C’est prévu par la loi. Si vous avez revendu votre voiture un dollar à votre conjoint dans les semaines précédant la déclaration de faillite, le syndic va aller la reprendre. Idem pour les produits d’épargne-retraite. Normalement, ils sont protégés et le syndic n’a pas le droit d’y toucher. Sauf tout ce qui y a été placé durant la dernière année. Pour éviter que la personne y place tous ses actifs avant de se mettre en faillite.

eric_lebelComment justement se déclare-t-on en faillite?

Lorsqu’un client vient nous voir pour nous dire qu’il n’est plus capable de payer, on fait d’abord la liste des dettes. Ensuite, on établit le budget familial en fonction des entrées et des dépenses nécessaires. Si alors, on trouve que la famille va mettre quatorze ans à payer, c’est sûr qu’on va réfléchir à aller en faillite. Mais avant cela, on va faire une proposition de consommateur. Si je dois 25 000 dollars, je vais proposer de payer 300 dollars par mois sur cinq ans par exemple. Au total, ça fera 18 000. C’est moins que 25 000 mais plus que ce que le créancier va pouvoir récupérer si je me mets en faillite. Libre à lui d’accepter ou de refuser.

Une fois la faillite déclarée et les biens vendus, le consommateur repart vraiment à zéro, sans aucune autre conséquence?

Pas totalement. Il va figurer sur le fichier Equifax pendant sept ans pour une première faillite et quatorze ans pour une deuxième. Ce qui signifie qu’à chaque fois qu’il voudra emprunter de l’argent, le banquier saura qu’il a récemment fait faillite. Le deal, c’est de repartir sur de bonnes bases. Si un client a une vie stable, une petite carte de crédit qu’il rembourse en temps et en heure, un petit prêt automobile, qu’il ne fait pas d’achats démesurés, au bout de trois ans, en général, il va retrouver la confiance de son banquier.

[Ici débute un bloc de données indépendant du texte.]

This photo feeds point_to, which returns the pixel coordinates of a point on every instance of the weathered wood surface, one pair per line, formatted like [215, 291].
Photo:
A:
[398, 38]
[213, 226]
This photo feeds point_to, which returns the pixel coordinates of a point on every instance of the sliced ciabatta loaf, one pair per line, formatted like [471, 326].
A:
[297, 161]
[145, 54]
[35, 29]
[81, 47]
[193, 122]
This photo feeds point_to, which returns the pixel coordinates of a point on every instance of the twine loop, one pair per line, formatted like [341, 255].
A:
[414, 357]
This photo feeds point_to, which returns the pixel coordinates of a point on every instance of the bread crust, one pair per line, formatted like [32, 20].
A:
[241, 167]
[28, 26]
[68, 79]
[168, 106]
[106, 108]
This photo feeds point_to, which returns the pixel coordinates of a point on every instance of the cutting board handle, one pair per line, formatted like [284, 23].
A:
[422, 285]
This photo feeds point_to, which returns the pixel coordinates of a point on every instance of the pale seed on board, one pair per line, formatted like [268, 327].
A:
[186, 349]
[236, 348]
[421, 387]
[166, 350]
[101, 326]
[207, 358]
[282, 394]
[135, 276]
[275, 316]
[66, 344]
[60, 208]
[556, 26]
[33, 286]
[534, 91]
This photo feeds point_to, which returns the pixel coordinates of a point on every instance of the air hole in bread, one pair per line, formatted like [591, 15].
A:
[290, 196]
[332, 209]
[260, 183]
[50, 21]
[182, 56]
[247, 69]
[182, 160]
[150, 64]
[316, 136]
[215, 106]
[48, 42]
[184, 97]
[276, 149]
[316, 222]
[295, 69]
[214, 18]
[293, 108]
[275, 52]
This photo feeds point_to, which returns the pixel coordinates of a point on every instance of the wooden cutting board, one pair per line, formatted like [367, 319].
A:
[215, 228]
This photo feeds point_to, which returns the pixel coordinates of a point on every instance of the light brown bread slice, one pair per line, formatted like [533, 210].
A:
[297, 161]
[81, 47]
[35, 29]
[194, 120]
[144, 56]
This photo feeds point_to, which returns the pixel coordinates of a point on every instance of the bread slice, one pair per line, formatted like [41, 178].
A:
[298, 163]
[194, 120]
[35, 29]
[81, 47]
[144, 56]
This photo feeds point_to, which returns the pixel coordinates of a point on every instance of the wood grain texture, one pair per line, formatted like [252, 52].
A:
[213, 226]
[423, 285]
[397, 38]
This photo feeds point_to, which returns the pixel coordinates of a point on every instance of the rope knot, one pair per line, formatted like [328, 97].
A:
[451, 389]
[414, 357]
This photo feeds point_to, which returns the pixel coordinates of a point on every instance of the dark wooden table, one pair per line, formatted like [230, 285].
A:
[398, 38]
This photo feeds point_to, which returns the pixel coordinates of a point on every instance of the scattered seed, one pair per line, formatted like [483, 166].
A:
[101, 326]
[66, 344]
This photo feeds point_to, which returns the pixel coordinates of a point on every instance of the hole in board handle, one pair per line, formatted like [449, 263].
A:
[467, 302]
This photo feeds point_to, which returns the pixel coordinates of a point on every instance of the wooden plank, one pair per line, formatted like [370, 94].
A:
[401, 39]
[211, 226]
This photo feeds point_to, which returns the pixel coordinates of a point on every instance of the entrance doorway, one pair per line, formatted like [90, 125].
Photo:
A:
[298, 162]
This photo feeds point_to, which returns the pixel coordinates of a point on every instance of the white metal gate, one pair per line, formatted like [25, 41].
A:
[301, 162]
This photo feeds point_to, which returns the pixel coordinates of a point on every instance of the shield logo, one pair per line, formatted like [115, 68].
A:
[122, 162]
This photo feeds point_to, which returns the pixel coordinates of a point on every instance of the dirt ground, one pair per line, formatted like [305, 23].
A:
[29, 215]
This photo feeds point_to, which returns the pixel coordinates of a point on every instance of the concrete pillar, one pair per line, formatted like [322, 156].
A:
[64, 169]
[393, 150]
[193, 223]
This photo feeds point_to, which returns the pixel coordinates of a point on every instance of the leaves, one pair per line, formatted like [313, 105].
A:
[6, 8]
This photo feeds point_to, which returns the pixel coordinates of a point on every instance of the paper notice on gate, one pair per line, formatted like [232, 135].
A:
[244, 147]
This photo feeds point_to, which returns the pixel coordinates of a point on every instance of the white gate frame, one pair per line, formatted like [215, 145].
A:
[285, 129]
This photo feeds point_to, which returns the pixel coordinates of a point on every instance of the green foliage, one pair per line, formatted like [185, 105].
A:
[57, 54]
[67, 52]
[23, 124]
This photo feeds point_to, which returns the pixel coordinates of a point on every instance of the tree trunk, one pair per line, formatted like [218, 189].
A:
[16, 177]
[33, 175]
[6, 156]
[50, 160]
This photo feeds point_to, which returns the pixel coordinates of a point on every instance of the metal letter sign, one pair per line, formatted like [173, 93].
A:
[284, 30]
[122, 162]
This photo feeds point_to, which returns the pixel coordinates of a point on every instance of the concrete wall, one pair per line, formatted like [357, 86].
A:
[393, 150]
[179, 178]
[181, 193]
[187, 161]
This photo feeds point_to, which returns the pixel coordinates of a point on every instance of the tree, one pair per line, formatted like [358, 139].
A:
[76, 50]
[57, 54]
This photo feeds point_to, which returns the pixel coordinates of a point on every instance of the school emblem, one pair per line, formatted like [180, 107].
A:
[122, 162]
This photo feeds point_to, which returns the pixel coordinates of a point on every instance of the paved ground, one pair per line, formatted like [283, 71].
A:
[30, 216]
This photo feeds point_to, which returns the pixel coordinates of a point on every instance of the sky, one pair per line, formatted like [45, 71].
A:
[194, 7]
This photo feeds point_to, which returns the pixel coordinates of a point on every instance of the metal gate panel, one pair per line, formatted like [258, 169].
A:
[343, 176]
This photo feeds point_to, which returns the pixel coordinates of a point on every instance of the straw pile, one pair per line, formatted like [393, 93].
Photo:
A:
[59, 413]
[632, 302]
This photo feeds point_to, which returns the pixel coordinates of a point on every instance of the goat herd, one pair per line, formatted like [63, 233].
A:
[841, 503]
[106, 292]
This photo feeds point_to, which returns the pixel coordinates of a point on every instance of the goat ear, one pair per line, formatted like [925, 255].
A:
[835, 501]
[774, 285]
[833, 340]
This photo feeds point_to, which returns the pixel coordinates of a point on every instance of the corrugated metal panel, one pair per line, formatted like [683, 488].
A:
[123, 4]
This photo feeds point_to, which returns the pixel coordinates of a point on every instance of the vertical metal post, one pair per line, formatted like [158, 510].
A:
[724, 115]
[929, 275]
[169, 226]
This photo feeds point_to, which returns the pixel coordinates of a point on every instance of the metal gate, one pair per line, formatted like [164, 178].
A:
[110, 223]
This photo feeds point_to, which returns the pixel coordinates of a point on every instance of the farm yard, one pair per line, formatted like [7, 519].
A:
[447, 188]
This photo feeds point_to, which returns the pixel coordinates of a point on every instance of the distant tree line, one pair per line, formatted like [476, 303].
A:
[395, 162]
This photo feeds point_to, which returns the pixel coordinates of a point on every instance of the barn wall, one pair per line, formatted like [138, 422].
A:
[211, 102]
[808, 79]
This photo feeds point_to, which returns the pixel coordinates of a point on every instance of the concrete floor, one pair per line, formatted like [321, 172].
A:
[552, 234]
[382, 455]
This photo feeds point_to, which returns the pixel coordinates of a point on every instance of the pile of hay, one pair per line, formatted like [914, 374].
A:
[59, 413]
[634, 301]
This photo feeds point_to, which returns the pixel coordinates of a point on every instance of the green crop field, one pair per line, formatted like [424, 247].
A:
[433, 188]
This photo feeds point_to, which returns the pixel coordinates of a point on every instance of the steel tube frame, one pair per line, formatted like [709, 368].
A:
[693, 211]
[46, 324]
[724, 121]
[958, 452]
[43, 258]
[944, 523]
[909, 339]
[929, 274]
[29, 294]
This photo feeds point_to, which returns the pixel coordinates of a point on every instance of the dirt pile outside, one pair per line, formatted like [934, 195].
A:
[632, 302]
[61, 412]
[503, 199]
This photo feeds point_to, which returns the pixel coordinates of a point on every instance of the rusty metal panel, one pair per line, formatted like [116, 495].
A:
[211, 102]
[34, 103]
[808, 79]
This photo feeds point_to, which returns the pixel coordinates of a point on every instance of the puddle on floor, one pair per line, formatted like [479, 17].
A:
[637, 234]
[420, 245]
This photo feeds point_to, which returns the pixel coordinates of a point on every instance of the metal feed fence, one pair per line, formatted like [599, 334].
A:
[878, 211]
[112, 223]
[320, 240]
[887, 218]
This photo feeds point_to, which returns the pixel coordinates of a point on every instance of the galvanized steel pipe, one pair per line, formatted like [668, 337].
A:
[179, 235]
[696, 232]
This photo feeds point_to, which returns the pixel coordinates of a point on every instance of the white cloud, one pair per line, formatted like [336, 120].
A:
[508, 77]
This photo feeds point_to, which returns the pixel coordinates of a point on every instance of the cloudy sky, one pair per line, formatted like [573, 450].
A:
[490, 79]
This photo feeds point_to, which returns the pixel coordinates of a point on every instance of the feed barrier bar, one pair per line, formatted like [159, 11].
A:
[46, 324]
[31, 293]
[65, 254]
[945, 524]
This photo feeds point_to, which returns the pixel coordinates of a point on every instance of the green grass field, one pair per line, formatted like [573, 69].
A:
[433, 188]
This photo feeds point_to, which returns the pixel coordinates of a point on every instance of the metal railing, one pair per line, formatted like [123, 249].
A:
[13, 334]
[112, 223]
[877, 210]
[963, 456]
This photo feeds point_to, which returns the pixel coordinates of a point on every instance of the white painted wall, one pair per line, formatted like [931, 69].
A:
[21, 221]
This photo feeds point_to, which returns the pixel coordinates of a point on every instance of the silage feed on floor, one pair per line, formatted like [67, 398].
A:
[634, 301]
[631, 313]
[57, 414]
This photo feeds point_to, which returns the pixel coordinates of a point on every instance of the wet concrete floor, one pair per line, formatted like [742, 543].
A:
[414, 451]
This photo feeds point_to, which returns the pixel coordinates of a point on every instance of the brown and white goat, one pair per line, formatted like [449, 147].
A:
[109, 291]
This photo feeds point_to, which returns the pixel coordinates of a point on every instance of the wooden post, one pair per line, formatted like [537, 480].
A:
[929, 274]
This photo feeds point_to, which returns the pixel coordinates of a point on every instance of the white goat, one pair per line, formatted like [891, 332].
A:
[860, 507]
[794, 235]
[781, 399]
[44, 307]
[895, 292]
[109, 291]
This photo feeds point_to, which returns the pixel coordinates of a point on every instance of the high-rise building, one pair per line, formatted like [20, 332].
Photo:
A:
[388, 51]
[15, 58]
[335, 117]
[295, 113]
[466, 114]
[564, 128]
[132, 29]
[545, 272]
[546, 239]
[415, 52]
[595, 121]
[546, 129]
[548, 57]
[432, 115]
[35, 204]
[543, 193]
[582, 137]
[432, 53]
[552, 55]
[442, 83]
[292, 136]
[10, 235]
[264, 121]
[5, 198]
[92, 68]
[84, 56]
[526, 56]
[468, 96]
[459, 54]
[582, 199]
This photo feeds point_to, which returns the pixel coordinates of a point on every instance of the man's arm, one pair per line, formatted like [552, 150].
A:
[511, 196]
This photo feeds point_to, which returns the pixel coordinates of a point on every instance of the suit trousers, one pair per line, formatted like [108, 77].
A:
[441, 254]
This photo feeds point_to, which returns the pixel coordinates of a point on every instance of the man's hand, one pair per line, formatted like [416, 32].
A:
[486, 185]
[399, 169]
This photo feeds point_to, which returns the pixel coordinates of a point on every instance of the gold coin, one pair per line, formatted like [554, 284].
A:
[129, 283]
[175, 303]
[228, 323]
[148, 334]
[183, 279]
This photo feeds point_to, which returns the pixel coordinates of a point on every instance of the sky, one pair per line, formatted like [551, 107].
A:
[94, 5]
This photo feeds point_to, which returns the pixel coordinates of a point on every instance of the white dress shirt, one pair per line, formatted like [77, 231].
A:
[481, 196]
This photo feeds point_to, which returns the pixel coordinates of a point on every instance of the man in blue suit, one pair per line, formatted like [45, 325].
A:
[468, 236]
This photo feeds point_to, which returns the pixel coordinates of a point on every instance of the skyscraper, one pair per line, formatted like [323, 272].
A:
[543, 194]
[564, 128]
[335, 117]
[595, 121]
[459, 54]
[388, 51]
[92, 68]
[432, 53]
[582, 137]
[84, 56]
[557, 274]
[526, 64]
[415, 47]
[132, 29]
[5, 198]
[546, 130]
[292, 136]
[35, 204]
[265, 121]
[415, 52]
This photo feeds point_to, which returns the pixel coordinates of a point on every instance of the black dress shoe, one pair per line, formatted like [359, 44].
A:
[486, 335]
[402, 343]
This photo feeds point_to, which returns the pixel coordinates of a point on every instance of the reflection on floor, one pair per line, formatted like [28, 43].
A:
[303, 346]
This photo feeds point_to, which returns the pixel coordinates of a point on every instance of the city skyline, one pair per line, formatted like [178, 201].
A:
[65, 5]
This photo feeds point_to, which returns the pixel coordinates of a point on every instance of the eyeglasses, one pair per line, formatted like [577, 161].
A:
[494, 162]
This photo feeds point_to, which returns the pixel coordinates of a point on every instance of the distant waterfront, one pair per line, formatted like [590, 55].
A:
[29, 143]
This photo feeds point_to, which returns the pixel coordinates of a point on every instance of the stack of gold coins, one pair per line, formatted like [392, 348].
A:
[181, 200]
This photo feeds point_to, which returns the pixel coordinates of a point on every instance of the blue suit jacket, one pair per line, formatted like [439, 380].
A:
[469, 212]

Qui fait en général faillite?

Il y a plusieurs profils. La classe moyenne, entre 35 et 55 ans est particulièrement à risque. Elle a de jeunes enfants, elle utilise la carte de crédit pour payer les vêtements, les vacances, les cadeaux de Noël, la rentrée scolaire, etc. C’est à ce moment que les charges sont les plus grandes mais les conjoints n’ont pas encore atteint leurs revenus maximums. Ils vont commencer par prendre une nouvelle carte de crédit pour rembourser la première, et c’est la spirale infernale.

Vous évoquiez plusieurs profils…

Il y a aussi les gens qui perdent leur emploi ou des contrats lorsqu’ils sont travailleurs autonomes. Ceux qui sont frappés par la maladie, le cancer souvent, et leur assurance salaire n’est pas à la hauteur des charges, surtout lorsqu’ils ont des enfants. Et puis, il y aussi les séparations. Une personne seule au Québec, elle vit avec 2 000 dollars par mois. Un couple avec 2 600 dollars, soit 1 300 chacun. Les conjoints vont faire des prêts en conséquence. Mais lorsqu’ils se séparent, ils doivent de nouveau débourser 2 000 dollars par mois. Beaucoup n’en sont pas capables.

Diriez-vous que cette loi est donc nécessaire?

Sans hésiter! La vie peut être faite de malchance. La maladie, la perte d’emploi, la séparation… si vous ne donnez pas la chance à ces personnes de repartir à zéro, c’est la dépression assurée! Vous savez, les gens qui ont de gros troubles financiers, quand ils arrivent dans mon bureau, ils ne dorment plus la nuit. Et puis, l’accès aux cartes de crédit est très facile. Nous avons affaire à des humains. C’est normal qu’ils soient tentés.

Est-ce à dire que c’est la faute des banques?

Je ne dirais pas ça. Le système fonctionne pour une grande partie de la population. Il y a des consommateurs qui sont disciplinés et il serait injuste qu’ils ne puissent pas concrétiser leurs projets faute de crédit. En revanche, il faudrait mieux éduquer les gens à la finance personnelle. Je suis un fervent supporter de la réintroduction du cours d’éducation financière au secondaire.